Hat der Unternehmer Umsatzsteuer zu
Unrecht ausgewiesen und musste er sie deshalb an das Finanzamt abführen, kann
er diesen Umsatzsteuerbetrag zu seinen Gunsten berichtigen, wenn der
Rechnungsempfänger die zunächst geltend gemachte Vorsteuer wieder an das
Finanzamt zurückzahlt. Für die Berichtigung des Umsatzsteuerbetrags kommt es
auf den Zeitpunkt der Rechnungsberichtigung nicht an.

Hintergrund:
Umsatzsteuer, die unberechtigt in einer Rechnung ausgewiesen wird, muss an das
Finanzamt abgeführt werden. Der Rechnungsempfänger darf die Umsatzsteuer an
sich nicht als Vorsteuer geltend machen; in der Praxis geschieht dies aber
dennoch häufig. Der Rechnungsaussteller darf den Umsatzsteuerbetrag, den er an
das Finanzamt abführen musste, zu seinen Gunsten berichtigen, wenn die
Gefährdung des Steueraufkommens beseitigt wird.

Sachverhalt: Es bestand
eine umsatzsteuerliche Organschaft zwischen dem H als Organträger und der L-AG
als Organgesellschaft. Sowohl H als auch die L-AG stellten der A-KG in den
Jahren 2006 bis 2008 Rechnungen über nicht erbrachte Leistungen aus und wiesen
in den Rechnungen unberechtigt Umsatzsteuer aus. Die A-KG machte die Vorsteuer
aus den Rechnungen geltend. Nachdem das für die A-KG zuständige Finanzamt den
unberechtigten Vorsteuerabzug der A-KG beanstandet hatte, zahlte die A-KG die
Vorsteuer im Jahr 2010 an das Finanzamt zurück. Über das Vermögen des H und der
L-AG wurde im September 2011 das Insolvenzverfahren eröffnet. Der
Insolvenzverwalter berichtigte einen Tag vor der Insolvenzeröffnung die an die
A-KG gerichteten Rechnungen der Jahre 2006 bis 2008 und beantragte die
Herabsetzung des Umsatzsteuerbetrags für September 2011.

Entscheidung: Der
Bundesfinanzhof (BFH) lehnte eine Berichtigung des Umsatzsteuerbetrags für den
September 2011 ab:

  • Die Berichtigung des
    Umsatzsteuerbetrags, der an das Finanzamt aufgrund des unberechtigten
    Steuerausweises in den Rechnungen abgeführt werden musste, kann nicht für den
    September 2011 vorgenommen werden.
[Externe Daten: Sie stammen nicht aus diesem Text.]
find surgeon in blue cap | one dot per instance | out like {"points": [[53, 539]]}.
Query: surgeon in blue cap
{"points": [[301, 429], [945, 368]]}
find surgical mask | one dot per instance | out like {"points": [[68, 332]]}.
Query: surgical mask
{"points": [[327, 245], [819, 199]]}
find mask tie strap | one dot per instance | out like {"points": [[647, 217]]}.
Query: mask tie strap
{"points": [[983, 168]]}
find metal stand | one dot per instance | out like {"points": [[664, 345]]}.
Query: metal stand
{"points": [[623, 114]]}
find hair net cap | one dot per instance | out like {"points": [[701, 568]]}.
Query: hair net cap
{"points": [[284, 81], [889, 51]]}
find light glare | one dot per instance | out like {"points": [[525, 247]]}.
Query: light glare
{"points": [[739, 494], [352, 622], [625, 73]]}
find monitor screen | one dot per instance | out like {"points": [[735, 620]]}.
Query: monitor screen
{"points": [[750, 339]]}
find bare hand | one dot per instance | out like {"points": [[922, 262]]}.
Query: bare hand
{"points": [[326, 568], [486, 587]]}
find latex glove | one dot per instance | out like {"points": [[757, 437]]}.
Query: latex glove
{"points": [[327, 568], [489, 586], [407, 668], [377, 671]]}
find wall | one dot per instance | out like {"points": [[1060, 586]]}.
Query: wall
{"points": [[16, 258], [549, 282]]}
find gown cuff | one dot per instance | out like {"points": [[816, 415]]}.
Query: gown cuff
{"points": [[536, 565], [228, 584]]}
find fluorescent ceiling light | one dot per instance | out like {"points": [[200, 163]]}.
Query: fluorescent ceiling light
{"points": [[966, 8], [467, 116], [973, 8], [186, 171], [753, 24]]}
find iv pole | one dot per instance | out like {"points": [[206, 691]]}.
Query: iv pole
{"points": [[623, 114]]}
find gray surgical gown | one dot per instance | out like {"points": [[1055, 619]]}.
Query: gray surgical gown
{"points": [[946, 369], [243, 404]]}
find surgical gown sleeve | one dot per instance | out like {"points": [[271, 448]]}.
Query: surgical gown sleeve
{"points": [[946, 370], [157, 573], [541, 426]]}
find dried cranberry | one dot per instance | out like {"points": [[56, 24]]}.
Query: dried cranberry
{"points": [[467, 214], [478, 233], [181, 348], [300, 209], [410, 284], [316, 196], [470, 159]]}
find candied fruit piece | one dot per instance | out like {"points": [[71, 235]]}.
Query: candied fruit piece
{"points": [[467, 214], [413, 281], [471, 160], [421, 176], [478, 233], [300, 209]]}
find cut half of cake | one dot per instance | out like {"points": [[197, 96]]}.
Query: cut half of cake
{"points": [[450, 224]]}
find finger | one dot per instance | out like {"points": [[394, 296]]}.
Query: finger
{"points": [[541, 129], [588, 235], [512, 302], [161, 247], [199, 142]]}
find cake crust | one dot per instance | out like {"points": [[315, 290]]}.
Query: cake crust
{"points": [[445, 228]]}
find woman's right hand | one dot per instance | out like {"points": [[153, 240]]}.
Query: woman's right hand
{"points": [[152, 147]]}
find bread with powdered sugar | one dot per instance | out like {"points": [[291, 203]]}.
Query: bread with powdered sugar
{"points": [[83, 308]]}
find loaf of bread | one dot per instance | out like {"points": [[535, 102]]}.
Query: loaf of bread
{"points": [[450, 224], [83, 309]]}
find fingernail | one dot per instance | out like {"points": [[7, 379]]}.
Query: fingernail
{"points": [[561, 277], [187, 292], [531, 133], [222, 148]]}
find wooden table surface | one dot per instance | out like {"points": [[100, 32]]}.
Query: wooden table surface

Vielmehr ist die Berichtigung für das Jahr
    2010 vorzunehmen.

  • Der Zeitpunkt der Berichtigung
    des Steuerbetrags richtet sich nach dem Zeitpunkt, in dem die Gefährdung des
    Steueraufkommens beseitigt wird. Hat der Rechnungsempfänger die Vorsteuer
    (unberechtigt) geltend gemacht, wird die Gefährdung des Steueraufkommens nach
    dem Gesetz in dem Moment beseitigt, in dem der Rechnungsempfänger die Vorsteuer
    an das Finanzamt zurückzahlt. Dies war im Jahr 2010 der Fall. Daher kann die
    Berichtigung des Steuerabzugs nur für 2010 erfolgen.

  • Zwar hat der
    Insolvenzverwalter die fehlerhaften Rechnungen im September 2011 berichtigt;
    für die Berichtigung des Steuerbetrags, der sich aufgrund des unberechtigten
    Steuerausweises ergibt, kommt es aber nicht auf den Zeitpunkt der
    Rechnungsberichtigung an, sondern allein auf den Zeitpunkt, zu dem die
    Gefährdung des Steueraufkommens beseitigt wird.

Hinweise: Theoretisch
könnte der Insolvenzverwalter nun die Berichtigung des Steuerabzugs für 2010
beantragen. Allerdings dürfte hier bereits Festsetzungsverjährung eingetreten
sein.

Die Berichtigung des Steuerbetrags,
der aufgrund eines unberechtigten Steuerausweises an das Finanzamt abzuführen
ist, setzt einen Antrag des
Rechnungsausstellers und die Zustimmung des Finanzamts voraus. Das
Zustimmungserfordernis soll sicherstellen, dass der Rechnungsaussteller, der
schon einmal unberechtigt Umsatzsteuer ausgewiesen hat, nicht erneut
unberechtigt handelt und den Steuerbetrag eigenmächtig und unberechtigt
berichtigt. Die Zustimmung des Finanzamts stellt nach dem aktuellen BFH-Urteil
kein Grundlagenbescheid dar, der eine Ablaufhemmung bei der
Festsetzungsverjährung auslösen würde.